Paradoxalement à son nom, même s’il a toujours été dit que l’amnésie infantile apparaît chez l’adulte, comme le déclarent West et al. (1999) dans l’une de leurs enquêtes, cela peut apparaître beaucoup plus tôt. Ainsi, certaines recherches indiquent qu’à l’âge de sept ans, on peut déjà avoir oublié des souvenirs des premières années de vie.

Ceci est confirmé par les enquêtes de Bauer et Larkina menées en 2014. Dans ces enquêtes, il a également été observé que les jeunes enfants pouvaient même avoir plus de souvenirs, bien que ceux-ci soient moins clairs et détaillés.

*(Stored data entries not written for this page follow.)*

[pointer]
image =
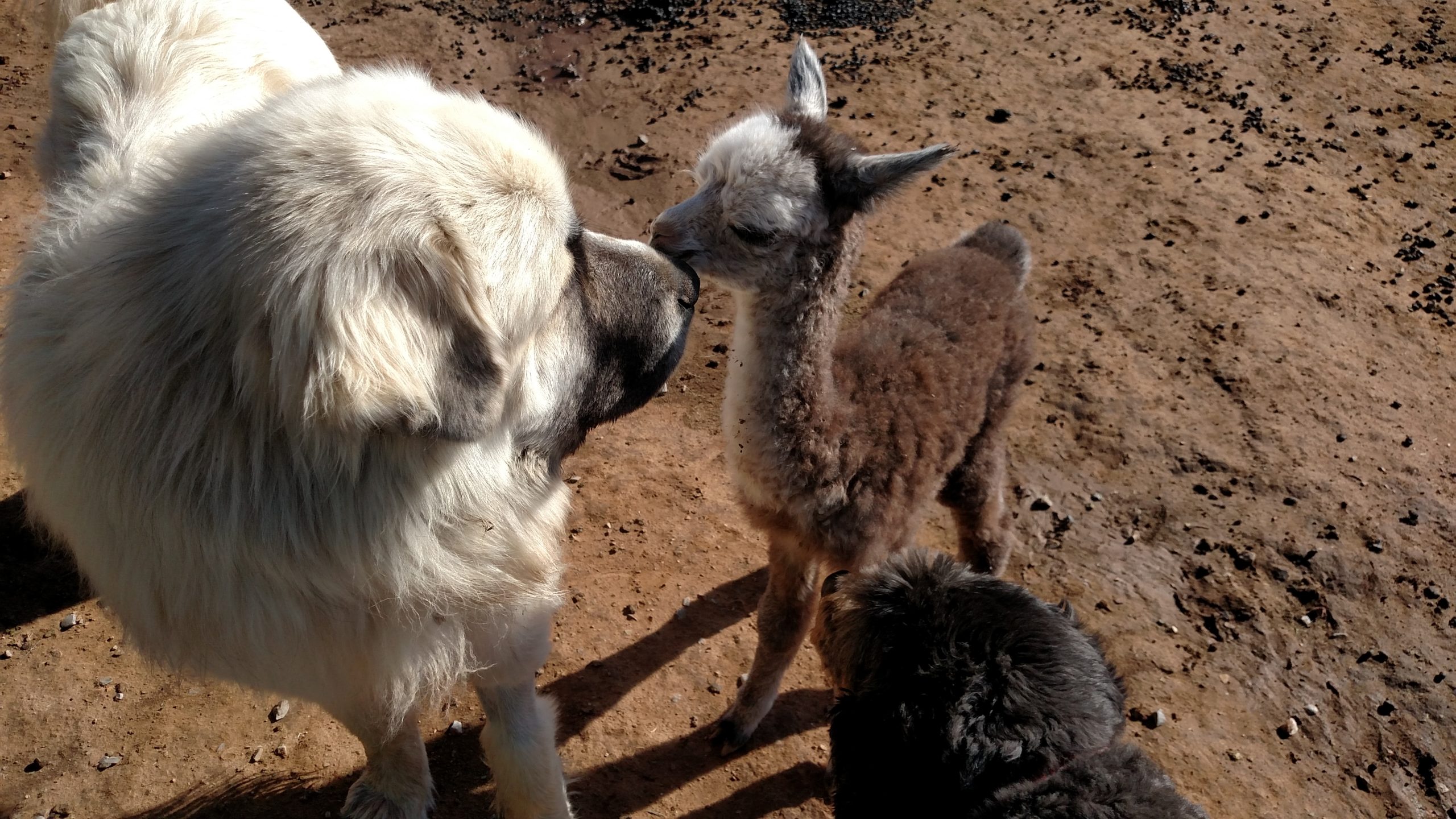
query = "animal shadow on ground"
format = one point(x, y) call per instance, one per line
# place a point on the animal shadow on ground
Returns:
point(37, 577)
point(609, 791)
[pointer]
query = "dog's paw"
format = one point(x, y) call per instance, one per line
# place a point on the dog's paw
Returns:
point(365, 802)
point(729, 735)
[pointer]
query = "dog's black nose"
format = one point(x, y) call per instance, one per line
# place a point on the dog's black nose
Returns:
point(832, 582)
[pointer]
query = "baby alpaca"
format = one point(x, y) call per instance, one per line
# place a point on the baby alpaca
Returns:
point(965, 696)
point(839, 442)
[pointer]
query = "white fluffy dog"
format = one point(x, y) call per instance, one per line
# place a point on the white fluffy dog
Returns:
point(292, 366)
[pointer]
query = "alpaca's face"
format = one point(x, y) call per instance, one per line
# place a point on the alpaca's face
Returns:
point(775, 188)
point(758, 201)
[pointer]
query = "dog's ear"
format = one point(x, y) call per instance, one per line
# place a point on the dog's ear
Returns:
point(405, 344)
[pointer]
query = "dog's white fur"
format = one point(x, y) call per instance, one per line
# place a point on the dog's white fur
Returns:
point(232, 363)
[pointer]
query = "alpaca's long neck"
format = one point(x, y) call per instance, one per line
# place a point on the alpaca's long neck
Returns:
point(781, 384)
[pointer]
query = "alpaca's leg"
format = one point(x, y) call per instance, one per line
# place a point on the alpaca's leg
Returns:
point(396, 776)
point(785, 615)
point(520, 732)
point(976, 493)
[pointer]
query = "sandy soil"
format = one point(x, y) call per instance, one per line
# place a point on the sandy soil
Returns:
point(1241, 419)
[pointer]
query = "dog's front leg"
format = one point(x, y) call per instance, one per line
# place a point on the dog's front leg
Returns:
point(520, 735)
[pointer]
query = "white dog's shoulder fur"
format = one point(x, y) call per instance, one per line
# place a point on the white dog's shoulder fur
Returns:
point(293, 361)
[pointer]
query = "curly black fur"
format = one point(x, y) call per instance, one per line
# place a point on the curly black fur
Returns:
point(966, 696)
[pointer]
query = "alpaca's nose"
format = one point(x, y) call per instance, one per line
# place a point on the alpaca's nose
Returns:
point(666, 238)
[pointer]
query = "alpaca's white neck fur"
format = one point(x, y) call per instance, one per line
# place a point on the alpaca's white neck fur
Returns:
point(781, 397)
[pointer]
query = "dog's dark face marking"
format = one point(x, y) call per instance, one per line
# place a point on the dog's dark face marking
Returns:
point(634, 308)
point(965, 681)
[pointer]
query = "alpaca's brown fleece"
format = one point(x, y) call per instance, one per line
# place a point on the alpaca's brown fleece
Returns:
point(868, 426)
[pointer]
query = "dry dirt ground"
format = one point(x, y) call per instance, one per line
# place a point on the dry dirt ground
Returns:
point(1241, 417)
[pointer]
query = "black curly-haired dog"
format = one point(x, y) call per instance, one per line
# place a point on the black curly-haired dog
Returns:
point(966, 696)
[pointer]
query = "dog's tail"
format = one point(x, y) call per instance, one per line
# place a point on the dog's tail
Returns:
point(57, 15)
point(1002, 242)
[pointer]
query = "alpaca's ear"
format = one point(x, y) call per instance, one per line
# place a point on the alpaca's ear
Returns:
point(832, 582)
point(868, 178)
point(807, 94)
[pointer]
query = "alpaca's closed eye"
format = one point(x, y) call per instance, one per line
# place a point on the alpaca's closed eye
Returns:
point(753, 235)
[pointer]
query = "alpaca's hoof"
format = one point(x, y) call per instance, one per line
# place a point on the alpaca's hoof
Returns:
point(365, 802)
point(729, 737)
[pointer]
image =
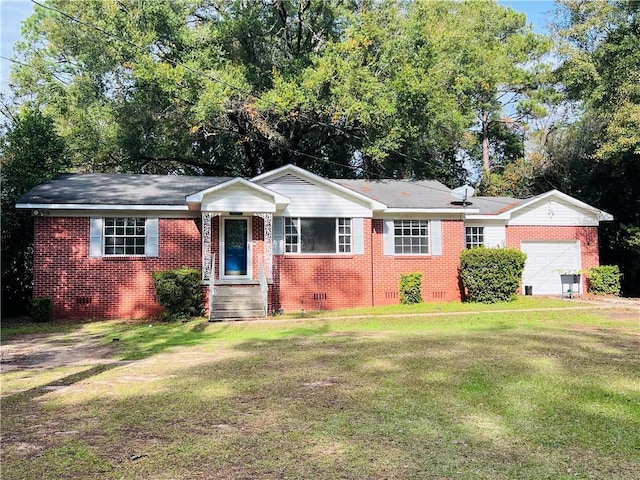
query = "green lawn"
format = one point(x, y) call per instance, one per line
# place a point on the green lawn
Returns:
point(514, 395)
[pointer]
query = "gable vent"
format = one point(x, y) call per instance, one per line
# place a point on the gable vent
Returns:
point(288, 180)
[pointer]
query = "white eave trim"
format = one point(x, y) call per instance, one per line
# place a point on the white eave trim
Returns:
point(562, 197)
point(278, 198)
point(431, 210)
point(301, 172)
point(84, 206)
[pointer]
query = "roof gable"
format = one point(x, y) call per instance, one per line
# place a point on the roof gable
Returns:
point(550, 208)
point(292, 175)
point(237, 194)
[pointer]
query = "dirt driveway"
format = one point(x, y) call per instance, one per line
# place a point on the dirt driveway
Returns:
point(49, 350)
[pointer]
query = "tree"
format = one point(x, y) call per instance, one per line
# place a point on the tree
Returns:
point(31, 153)
point(231, 87)
point(501, 72)
point(599, 43)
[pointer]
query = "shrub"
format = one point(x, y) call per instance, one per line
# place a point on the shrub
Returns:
point(410, 288)
point(40, 309)
point(491, 275)
point(179, 293)
point(604, 280)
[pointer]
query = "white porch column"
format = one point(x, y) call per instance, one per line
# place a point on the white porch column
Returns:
point(207, 272)
point(268, 243)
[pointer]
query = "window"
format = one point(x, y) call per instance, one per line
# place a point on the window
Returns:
point(474, 237)
point(124, 236)
point(411, 237)
point(317, 235)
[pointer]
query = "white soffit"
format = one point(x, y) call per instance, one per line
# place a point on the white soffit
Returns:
point(556, 195)
point(313, 178)
point(278, 199)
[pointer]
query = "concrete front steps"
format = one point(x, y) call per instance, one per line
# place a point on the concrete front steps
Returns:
point(236, 303)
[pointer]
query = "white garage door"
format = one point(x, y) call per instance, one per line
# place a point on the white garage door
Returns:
point(544, 262)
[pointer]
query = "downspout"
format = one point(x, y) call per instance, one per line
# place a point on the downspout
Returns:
point(371, 232)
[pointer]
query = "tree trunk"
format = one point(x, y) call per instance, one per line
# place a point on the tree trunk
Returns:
point(486, 164)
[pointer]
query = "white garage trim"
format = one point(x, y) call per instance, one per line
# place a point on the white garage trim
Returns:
point(545, 261)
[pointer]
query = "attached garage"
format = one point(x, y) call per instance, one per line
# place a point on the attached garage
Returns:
point(545, 260)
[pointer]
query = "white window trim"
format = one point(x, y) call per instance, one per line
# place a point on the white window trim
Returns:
point(296, 220)
point(479, 232)
point(97, 243)
point(428, 238)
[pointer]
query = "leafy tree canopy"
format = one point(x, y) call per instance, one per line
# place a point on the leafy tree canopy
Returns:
point(343, 88)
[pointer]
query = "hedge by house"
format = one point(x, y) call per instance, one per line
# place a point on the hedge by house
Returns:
point(491, 275)
point(410, 288)
point(179, 293)
point(604, 280)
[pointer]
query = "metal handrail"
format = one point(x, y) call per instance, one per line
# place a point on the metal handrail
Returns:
point(264, 286)
point(212, 283)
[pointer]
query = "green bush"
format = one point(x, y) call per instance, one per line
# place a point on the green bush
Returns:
point(491, 275)
point(40, 309)
point(179, 293)
point(604, 280)
point(410, 288)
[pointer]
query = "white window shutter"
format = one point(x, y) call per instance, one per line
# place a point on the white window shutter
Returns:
point(278, 235)
point(436, 237)
point(358, 235)
point(95, 237)
point(151, 246)
point(388, 238)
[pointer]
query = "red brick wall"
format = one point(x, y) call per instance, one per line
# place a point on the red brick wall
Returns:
point(439, 273)
point(588, 237)
point(311, 281)
point(121, 287)
point(111, 287)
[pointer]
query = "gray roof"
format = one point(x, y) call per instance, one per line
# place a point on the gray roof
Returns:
point(495, 205)
point(403, 193)
point(424, 194)
point(114, 189)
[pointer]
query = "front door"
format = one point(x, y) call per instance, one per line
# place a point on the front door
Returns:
point(235, 246)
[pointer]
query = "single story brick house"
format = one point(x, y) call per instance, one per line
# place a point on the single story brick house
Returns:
point(313, 242)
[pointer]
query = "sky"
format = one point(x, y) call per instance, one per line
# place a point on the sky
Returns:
point(14, 12)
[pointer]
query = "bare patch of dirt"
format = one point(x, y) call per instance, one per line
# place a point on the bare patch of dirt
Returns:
point(52, 350)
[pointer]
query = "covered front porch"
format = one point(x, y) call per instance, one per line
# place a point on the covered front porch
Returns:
point(237, 245)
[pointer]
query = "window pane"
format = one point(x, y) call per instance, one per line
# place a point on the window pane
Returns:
point(411, 237)
point(318, 235)
point(124, 236)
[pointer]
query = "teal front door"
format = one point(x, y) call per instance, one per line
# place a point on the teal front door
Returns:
point(235, 246)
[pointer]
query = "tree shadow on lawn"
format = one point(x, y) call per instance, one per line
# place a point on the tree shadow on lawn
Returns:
point(493, 404)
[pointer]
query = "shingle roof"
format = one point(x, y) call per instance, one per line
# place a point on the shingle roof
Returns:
point(403, 194)
point(113, 189)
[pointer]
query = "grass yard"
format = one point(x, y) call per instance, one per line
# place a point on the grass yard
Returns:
point(491, 395)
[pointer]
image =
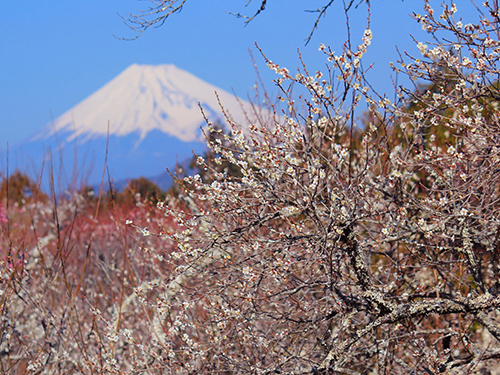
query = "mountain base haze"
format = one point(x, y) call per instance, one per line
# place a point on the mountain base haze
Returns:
point(153, 116)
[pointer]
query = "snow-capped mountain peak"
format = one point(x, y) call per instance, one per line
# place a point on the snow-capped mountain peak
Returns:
point(144, 98)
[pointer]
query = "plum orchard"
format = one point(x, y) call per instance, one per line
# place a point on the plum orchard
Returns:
point(336, 249)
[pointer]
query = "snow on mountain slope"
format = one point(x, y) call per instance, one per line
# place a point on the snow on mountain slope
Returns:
point(146, 97)
point(154, 123)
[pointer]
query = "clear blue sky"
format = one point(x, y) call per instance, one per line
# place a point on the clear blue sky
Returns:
point(54, 53)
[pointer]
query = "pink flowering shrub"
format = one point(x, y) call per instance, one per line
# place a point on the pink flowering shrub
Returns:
point(322, 241)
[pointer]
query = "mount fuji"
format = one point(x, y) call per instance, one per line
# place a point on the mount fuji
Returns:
point(154, 118)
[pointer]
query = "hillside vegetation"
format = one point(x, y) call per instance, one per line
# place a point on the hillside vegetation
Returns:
point(349, 234)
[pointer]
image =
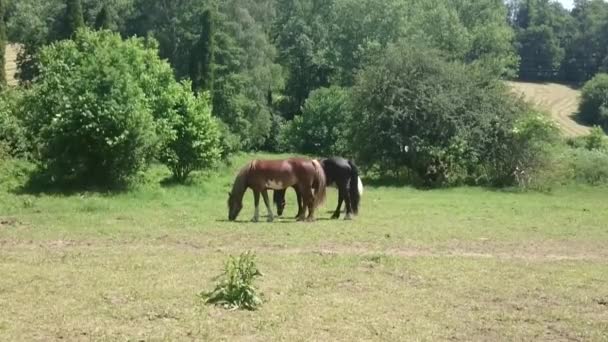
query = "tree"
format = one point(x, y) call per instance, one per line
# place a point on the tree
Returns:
point(321, 128)
point(541, 54)
point(302, 37)
point(98, 110)
point(2, 44)
point(73, 19)
point(201, 63)
point(593, 108)
point(103, 20)
point(195, 142)
point(445, 122)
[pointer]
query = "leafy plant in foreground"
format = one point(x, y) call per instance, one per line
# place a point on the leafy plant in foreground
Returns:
point(236, 290)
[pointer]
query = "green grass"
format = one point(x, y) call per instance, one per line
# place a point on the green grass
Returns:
point(460, 264)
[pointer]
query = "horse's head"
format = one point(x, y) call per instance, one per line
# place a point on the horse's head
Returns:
point(234, 206)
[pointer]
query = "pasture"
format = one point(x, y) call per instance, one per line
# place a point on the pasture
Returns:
point(458, 264)
point(559, 100)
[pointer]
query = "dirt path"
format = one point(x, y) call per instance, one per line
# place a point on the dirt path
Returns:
point(559, 100)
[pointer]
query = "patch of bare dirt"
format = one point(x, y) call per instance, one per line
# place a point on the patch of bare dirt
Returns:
point(9, 222)
point(545, 251)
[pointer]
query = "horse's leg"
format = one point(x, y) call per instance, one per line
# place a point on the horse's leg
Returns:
point(303, 195)
point(347, 199)
point(301, 210)
point(268, 207)
point(336, 214)
point(256, 201)
point(309, 201)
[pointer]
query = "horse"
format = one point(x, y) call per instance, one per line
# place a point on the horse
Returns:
point(342, 173)
point(261, 175)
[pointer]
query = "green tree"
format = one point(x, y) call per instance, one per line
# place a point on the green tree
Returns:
point(96, 113)
point(73, 19)
point(302, 37)
point(2, 44)
point(587, 51)
point(201, 63)
point(593, 108)
point(103, 20)
point(195, 142)
point(445, 122)
point(321, 128)
point(541, 54)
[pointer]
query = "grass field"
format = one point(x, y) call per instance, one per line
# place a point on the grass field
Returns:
point(463, 264)
point(559, 100)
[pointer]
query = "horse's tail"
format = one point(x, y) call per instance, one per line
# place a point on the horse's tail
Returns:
point(355, 187)
point(320, 184)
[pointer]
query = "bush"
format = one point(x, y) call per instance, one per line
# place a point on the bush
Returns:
point(593, 108)
point(446, 123)
point(320, 129)
point(12, 133)
point(195, 143)
point(92, 109)
point(236, 289)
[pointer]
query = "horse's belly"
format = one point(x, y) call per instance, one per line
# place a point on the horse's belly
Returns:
point(275, 185)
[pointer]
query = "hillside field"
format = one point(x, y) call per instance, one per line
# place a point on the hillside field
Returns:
point(559, 100)
point(464, 264)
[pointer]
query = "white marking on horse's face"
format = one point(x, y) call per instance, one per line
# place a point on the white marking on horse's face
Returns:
point(274, 185)
point(360, 186)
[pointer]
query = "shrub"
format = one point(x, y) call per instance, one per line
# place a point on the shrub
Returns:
point(12, 132)
point(93, 107)
point(445, 122)
point(320, 129)
point(195, 143)
point(593, 108)
point(236, 290)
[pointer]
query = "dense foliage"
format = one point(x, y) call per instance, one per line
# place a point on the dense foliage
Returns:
point(194, 143)
point(594, 101)
point(408, 86)
point(13, 142)
point(90, 113)
point(445, 122)
point(557, 44)
point(321, 129)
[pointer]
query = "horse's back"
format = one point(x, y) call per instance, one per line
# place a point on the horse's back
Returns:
point(281, 174)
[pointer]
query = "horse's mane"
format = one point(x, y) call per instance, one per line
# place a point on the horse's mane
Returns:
point(240, 182)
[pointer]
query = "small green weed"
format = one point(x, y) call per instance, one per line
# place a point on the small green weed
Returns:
point(236, 290)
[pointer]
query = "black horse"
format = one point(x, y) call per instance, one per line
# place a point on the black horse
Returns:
point(341, 173)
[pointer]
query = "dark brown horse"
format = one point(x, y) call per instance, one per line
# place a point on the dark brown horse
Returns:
point(339, 172)
point(262, 175)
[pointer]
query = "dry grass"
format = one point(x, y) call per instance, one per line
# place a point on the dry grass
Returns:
point(559, 100)
point(461, 264)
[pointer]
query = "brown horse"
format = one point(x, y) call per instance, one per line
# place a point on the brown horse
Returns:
point(261, 175)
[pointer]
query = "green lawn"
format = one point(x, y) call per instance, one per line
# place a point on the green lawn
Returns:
point(460, 264)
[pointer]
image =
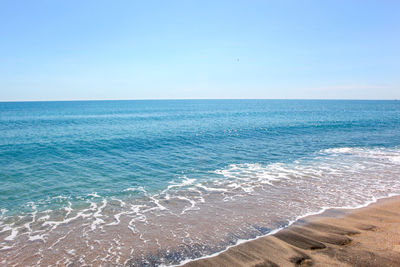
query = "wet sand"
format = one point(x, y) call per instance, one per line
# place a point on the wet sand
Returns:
point(368, 236)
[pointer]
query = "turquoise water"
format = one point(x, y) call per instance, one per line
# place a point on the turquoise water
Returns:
point(50, 149)
point(73, 156)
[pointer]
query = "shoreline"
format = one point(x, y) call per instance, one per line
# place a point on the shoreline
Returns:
point(337, 228)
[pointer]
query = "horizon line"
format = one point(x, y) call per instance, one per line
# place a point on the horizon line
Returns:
point(182, 99)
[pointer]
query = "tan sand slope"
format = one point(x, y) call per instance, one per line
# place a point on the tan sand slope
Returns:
point(367, 236)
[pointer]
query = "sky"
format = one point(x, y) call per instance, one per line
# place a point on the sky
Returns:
point(303, 49)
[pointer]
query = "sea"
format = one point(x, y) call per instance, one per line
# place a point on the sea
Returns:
point(163, 182)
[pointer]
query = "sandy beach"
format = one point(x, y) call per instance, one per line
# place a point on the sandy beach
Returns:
point(368, 236)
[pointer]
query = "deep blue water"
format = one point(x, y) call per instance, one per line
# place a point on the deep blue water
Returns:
point(50, 149)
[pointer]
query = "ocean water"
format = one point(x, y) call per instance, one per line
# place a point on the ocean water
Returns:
point(149, 183)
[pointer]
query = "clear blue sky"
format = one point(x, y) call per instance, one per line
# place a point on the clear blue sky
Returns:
point(64, 50)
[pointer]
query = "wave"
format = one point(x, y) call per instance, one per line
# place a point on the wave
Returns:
point(194, 217)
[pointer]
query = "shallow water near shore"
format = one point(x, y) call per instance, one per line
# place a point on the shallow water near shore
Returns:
point(146, 183)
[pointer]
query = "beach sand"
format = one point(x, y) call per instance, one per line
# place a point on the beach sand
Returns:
point(368, 236)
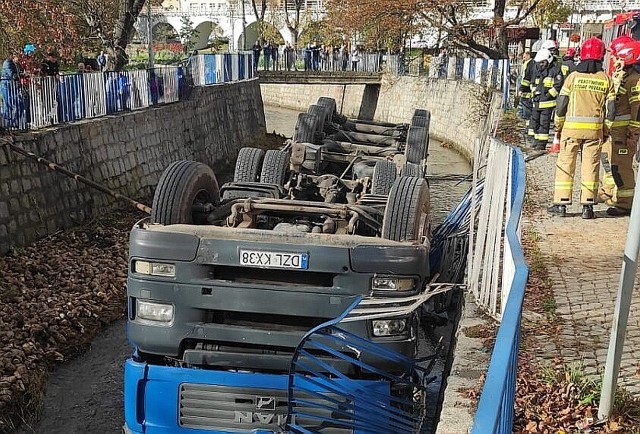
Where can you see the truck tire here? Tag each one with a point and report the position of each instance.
(305, 128)
(319, 112)
(422, 112)
(411, 169)
(329, 105)
(248, 165)
(274, 168)
(417, 144)
(384, 174)
(406, 217)
(183, 184)
(421, 121)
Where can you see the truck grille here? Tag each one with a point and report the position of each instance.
(243, 409)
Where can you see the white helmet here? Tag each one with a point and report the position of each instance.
(543, 54)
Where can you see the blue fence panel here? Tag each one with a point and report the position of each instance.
(496, 407)
(210, 69)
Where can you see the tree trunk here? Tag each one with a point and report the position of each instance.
(128, 13)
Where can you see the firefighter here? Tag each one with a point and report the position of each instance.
(545, 88)
(527, 71)
(585, 111)
(568, 62)
(618, 151)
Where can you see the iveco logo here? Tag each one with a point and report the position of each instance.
(264, 413)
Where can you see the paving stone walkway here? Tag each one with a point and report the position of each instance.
(584, 259)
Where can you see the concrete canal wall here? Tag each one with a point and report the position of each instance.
(126, 152)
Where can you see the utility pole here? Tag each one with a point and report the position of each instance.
(621, 312)
(149, 34)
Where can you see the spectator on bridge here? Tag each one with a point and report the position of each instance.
(50, 67)
(307, 58)
(266, 50)
(289, 56)
(257, 49)
(345, 57)
(355, 58)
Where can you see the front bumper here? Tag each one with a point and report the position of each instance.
(168, 400)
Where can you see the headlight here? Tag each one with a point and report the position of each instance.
(154, 311)
(389, 327)
(154, 268)
(392, 284)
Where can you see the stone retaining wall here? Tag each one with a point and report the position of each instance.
(126, 152)
(459, 110)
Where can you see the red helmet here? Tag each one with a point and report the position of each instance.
(618, 43)
(630, 53)
(592, 49)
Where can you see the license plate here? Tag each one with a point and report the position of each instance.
(255, 258)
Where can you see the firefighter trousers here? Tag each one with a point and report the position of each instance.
(539, 125)
(566, 166)
(618, 181)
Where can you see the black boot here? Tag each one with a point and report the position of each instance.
(559, 210)
(587, 212)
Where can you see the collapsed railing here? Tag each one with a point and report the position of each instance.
(501, 295)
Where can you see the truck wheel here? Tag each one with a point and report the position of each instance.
(422, 112)
(384, 173)
(417, 144)
(329, 105)
(274, 168)
(248, 165)
(411, 169)
(305, 128)
(319, 112)
(182, 185)
(406, 217)
(420, 121)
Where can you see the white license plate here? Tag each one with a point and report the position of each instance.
(255, 258)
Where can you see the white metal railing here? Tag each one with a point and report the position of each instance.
(491, 266)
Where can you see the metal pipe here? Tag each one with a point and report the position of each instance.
(621, 312)
(57, 168)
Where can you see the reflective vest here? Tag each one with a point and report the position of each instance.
(547, 85)
(586, 105)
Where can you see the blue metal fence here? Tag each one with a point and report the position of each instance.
(496, 406)
(36, 102)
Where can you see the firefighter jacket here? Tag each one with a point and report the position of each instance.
(626, 88)
(632, 84)
(568, 66)
(546, 86)
(586, 106)
(528, 71)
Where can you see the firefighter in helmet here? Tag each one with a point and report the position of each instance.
(618, 181)
(545, 88)
(568, 62)
(585, 111)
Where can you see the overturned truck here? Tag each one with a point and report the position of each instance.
(227, 284)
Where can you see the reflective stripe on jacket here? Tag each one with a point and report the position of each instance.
(585, 104)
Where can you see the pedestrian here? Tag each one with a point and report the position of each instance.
(568, 62)
(546, 86)
(584, 113)
(355, 58)
(50, 66)
(10, 91)
(266, 50)
(102, 61)
(345, 57)
(527, 73)
(257, 49)
(618, 181)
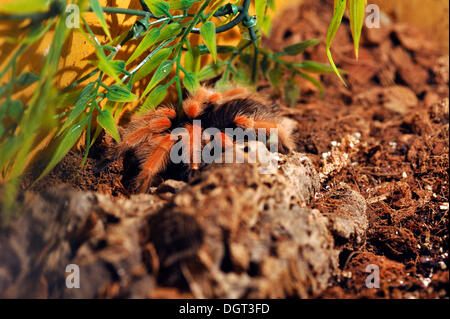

En revanche, les personnes âgées ont pu évoquer des phénomènes et des événements plus largement et plus clairement sans se souvenir de leurs premières années de vie.

Pourquoi ne nous souvenons-nous pas de nos premières années?

L'amnésie infantile n'est pas mauvaise.

Mais pourquoi ne nous souvenons-nous pas de nos premières années de vie? Il existe différentes hypothèses qui ont tenté de répondre à cette question. Quand on est petit, le cerveau se développe très vite.

En fait, au cours des deux premières années de la vie, le cerveau crée tellement de nouvelles connexions que c’est le moment où il a plus de connexions que dans toute sa vie.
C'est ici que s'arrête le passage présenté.